Six supermarket chains in Europe, including two owned by the Dutch group Ahold Delhaize and a subsidiary of Carrefour, announced on Wednesday evening that they would stop selling some or all of their beef products from Brazil due to links to deforestation in the Amazon rainforest. Reuters reports.

Promises made on Wednesday night range from a complete cessation of the sale of any meat products from Brazil, starting in 2022, as promised by the Lidl Netherlands chain, to more targeted measures such as the sale of certain beef products, such as beef pastrami, according to Agerpres.

Many of the products covered by this ban are related to the Brazilian group JBS SA, the world’s largest meat processor.

The boycotts are a reaction to an investigation by Reporter Brasil that the JBS group indirectly buys cattle raised in illegally deforested areas, according to a scheme in which cattle raised on illegally deforested plots of land are sold to a farm that respects the law according to which they are resold to a slaughterhouse, in order to hide their region of origin.

The deforestation of the Amazon rainforest in Brazil, the world’s largest rainforest, intensified after President Jair Bolsonaro was appointed in 2019 and removed some of the laws that protect the environment.

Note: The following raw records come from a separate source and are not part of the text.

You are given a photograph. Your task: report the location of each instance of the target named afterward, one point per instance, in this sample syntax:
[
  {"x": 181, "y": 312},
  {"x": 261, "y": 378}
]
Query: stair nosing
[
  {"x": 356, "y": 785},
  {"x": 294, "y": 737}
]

Bolsonaro wants to promote animal husbandry and mining in the Amazon rainforest to lift the region out of poverty. According to Reuters, in 2021 the deforestation of Amazonian forests has reached the highest level in the last 15 years, being deforested a larger area than the American state of Connecticut. Most of the cleared land is used for raising cattle.

Among other commitments made on Wednesday night, Albert Heijn, the largest supermarket chain in the Netherlands and also a subsidiary of the Ahold Delhaize group, announced that it will stop buying any type of beef from Brazil. Auchan France will also remove JBS-related beef pastry products from the shelves of its stores, and Carrefour Belgium and Delhaize supermarkets will stop selling the Jack Link beef pastry brand because JBS and Jack Link have a joint venture. which produces pastrami. In the UK, Sainsbury’s supermarket chain will stop buying beef from Brazil, adding that 90% of its beef is already from the UK and Ireland.